Тут в невидимую щель прорывалась мыслишка: «Подсмотрел какую-нибудь. Красивый, мужественный. И ум, и власть, и деньги. Любая польстится». И сразу захлестывала иссушающая, оглушающая ревность. И тут же вспыхивала жажда отмщенья. Она тешила себя воображаемой изменой мужу. Ее приглашают на работу в учреждение, где только мужчины. Она не останется одинокой. Здесь здравствуют ее обожатели времен юности. Стоит лишь подать надежду, и ее засыпят подарками и цветами. Она докажет…
Но однажды утром, смывая ледяными струйками пот и усталость, Ася неожиданно решила написать Гурию.
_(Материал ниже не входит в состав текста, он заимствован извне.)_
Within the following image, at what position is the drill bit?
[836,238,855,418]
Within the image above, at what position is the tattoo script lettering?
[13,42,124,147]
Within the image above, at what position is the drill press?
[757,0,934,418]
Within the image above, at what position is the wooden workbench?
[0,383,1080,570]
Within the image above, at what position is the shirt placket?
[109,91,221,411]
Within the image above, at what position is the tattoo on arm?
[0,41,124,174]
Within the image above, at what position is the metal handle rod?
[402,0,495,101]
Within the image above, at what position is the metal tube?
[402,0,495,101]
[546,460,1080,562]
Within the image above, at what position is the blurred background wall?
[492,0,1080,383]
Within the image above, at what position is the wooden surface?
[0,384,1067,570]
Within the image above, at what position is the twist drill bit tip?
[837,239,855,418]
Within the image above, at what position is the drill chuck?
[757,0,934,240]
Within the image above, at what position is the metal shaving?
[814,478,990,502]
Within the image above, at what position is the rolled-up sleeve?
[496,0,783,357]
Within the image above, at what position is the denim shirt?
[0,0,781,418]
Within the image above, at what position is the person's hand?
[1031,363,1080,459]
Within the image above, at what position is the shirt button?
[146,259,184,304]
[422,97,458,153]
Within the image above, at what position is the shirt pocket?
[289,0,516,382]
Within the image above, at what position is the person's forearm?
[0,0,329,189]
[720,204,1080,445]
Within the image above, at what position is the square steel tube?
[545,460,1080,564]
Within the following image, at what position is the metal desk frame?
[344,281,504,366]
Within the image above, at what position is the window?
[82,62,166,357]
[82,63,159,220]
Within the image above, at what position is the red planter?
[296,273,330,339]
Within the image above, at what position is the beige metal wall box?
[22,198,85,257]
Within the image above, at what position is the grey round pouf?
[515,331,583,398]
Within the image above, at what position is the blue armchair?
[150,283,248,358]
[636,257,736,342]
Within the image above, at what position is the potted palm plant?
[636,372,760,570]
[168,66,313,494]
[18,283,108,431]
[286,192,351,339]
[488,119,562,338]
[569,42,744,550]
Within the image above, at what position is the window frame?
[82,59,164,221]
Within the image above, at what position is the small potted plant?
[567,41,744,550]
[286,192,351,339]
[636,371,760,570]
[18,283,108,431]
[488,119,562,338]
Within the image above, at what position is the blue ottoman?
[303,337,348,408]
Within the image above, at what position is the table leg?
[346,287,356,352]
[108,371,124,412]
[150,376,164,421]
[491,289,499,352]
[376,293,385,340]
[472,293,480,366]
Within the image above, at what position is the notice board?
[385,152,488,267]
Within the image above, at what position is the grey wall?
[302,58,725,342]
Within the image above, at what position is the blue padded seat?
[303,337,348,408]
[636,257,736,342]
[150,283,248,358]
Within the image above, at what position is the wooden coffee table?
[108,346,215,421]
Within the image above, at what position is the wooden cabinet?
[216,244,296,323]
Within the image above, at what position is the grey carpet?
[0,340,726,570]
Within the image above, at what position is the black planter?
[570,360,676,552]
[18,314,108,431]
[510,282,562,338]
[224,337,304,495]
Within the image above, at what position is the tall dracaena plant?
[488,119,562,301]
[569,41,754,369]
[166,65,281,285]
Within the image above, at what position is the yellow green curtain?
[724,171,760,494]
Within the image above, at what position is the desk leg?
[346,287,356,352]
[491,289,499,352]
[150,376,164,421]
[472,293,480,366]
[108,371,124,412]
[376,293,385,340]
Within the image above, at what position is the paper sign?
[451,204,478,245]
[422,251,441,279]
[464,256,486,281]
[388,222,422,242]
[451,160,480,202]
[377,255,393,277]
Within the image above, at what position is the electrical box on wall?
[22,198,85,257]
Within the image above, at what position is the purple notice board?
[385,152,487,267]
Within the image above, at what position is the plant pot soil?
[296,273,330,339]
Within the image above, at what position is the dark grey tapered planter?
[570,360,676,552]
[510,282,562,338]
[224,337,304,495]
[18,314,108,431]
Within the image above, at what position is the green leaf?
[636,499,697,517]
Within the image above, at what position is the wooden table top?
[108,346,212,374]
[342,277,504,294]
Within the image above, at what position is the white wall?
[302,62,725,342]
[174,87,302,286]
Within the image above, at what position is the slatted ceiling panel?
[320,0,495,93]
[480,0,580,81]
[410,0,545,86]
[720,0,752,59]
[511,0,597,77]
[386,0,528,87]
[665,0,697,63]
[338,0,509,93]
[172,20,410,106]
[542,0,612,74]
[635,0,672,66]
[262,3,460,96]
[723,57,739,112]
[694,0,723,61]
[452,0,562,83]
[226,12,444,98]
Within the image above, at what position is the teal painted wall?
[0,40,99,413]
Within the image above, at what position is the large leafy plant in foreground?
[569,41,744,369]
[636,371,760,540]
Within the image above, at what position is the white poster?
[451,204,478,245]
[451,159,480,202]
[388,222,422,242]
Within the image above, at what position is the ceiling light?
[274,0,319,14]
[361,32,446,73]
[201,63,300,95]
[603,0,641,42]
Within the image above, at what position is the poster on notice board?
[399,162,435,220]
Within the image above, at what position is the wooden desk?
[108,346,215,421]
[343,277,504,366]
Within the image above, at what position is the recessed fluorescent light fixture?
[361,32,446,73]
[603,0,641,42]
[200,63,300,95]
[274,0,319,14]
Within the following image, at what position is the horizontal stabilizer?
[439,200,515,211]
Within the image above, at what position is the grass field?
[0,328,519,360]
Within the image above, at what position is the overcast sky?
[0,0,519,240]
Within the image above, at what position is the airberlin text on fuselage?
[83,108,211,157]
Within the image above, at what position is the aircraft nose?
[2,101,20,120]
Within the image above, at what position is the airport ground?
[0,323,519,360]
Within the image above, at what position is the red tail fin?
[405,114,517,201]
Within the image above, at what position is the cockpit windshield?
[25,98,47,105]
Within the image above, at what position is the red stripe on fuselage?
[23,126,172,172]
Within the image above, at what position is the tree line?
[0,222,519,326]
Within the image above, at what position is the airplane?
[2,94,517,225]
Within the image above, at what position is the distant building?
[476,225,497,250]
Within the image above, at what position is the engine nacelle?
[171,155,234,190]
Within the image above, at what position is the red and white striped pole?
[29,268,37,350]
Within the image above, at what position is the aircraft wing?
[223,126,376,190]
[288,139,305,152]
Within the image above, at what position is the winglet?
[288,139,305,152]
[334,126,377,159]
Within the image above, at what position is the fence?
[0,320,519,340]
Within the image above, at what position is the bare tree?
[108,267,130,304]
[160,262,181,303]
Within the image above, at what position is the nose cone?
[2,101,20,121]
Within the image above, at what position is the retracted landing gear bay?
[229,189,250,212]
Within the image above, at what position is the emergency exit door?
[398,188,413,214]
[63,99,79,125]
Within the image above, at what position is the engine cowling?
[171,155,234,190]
Начала сухо и равнодушно, с хорошо просматриваемой меж строк обидной ленцой. Потом сорвалась, посыпала упреками, завалила обидами. И, не откладывая, чтоб не перечитывать, не продумывать, сразу отнесла письмо в почтовый ящик. Припоминая потом написанное, казнила себя, мучила. И уж вовсе расстроилась, когда через день получила от Гурия письмо. «Две недели сидели как проклятые над технологической схемой разработки и планом обустройства Турмагана. Еле жив приползал на рассвете в берлогу и падал. Двадцать шестого будут обсуждать в Туровске на выездной комиссии…»
«Дура! Дура! — неистовствовала Ася. — Сорвалась. Не выдержала. Не дождалась…» И кусала с досады губы и ногти, и ни за что ни про что шлепнула Тимура. «Уеду к папе», — пригрозил тот, подлив масла в огонь.
Что-то то ли надломилось, то ли притупилось в ней, и она все острее чувствовала, как убывает с детства привычное ощущение собственной исключительности, питавшее ее поразительную самоуверенность. Теперь все чаще сомневалась: а сможет ли впредь по-прежнему повелевать, настаивать, управлять? «Господи, — недоумевающе вопрошала она, — неужели на тринадцатом году супружества я без памяти влюбилась в своего Гурия? И теперь не я, а он станет рулить?»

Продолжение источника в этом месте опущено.